Он мог бы в подобном роде без конца рассуждать, причем временами от расстройства уже как бы заговаривался, однако Векшин понимал, что остановить его теперь нельзя без того, чтобы в действие немедля не вступило нечто гораздо худшее. По счастью, они уже дошли до дома, где помещалась квартира Доломановой. Расчеты векшинские оправдались, огня в Машиной окне еще не было, не возвращалась, хотя теперь должна была вернуться с минуты на минуту.

— Ты не уходи, постой тут, Александр… я тебе сейчас вынесу курева пачку-две, — сказал Векшин, воодушеви-тельно потрепав ко плечу Саньку, так и не закончившего повесть о Ксеньином самоубийстве.

— Нет, ты уж непременно вспомни про ту десятку, — еще настойчивей повторил Санька, дрожа, не отпуская, держась за рукав. — Мне даже чудно, что такое могло затеряться… такое рядом с сердцем хранят!
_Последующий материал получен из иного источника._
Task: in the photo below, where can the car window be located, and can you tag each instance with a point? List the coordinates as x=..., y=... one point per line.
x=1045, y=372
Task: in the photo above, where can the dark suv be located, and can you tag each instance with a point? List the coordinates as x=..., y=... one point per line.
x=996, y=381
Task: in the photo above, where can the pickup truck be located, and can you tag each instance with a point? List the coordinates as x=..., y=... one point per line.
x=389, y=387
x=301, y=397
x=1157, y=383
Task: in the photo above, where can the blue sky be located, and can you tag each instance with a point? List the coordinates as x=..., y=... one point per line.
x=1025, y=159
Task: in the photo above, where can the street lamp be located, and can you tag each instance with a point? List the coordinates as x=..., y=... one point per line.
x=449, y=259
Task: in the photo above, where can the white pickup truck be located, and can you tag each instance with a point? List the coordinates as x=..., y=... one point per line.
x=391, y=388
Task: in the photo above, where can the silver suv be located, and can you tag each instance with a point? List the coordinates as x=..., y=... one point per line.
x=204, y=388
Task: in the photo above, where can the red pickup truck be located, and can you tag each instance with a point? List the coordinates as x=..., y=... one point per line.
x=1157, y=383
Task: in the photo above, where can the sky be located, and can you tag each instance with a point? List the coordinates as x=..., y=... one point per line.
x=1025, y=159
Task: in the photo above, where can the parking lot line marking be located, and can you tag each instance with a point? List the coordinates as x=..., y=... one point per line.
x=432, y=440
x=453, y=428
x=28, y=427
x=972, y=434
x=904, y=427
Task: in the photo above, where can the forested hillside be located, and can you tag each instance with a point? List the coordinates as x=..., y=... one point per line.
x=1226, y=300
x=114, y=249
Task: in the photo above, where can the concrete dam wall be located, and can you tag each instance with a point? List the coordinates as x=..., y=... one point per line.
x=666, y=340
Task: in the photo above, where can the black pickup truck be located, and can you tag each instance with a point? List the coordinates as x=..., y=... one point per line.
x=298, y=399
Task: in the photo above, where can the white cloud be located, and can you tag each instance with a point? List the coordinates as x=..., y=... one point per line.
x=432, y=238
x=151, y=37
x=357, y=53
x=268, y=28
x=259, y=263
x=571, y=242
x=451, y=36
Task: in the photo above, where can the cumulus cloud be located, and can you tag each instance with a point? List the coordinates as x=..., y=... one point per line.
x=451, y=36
— Ладно… подожди меня тут, я мигом обернусь, — отвечал Векшин, устремляясь в подъезд.

Незапертая, стоявшая полупритворенною дверь, а также прерывистое, еще с площадки слышное мужское сопенье, равно как и опрокинутый среди прихожей стул — всем подтверждалось хмельное состояние, в каком воротился Донька… Собираясь немедля спуститься к Саньке, Векшин и не стал запирать наружного замка. Ничего не было видно впотьмах, только циферблатное стеклышко мерцало отраженным бликом на обоях с тенями качающихся ветвей за окном. Не включая света, чтоб спящего не будить, Векшин на ощупь прошел к подоконнику, где хранились знаменитые Донькины табачные запасы, — вопреки ожиданьям, ни пачки не оставалось за оконной занавеской, не было их и в ящике стола… И тут возник болезненный, требовавший немедленного выясненья интерес, куда бы он мог запрятать столько? Для начала Векшин ощупал карманы спящего, но и там не нашлось ни табачинки, — ничего, кроме складного ножа, карандашного огрызка да пустого спичечного коробка о пяти спичках; своих у Векшина не оказалось. Первая чиркнула и сразу погасла… на месте платяного шкафа теперь уже стояла вторая койка, и, конечно, в иное время Векшина крайне озаботила бы такая предусмотрительность хозяйки. Донька не шелохнулся также, когда Векшин принялся ногой выталкивать находившийся под ним сундучок, для чего потребовалось приподнять угол кровати; только храпеть перестал. В ту пору Векшин вовсе не помнил про Санькины папиросы и поиск свой производил с нарочитой небрежностью, единственно в расчете, что, проснувшись, жертва возмутится его поведением, — тут Векшин и выскажет ему кое-что в самом доходчивом виде, поскольку лежачий всегда слабей.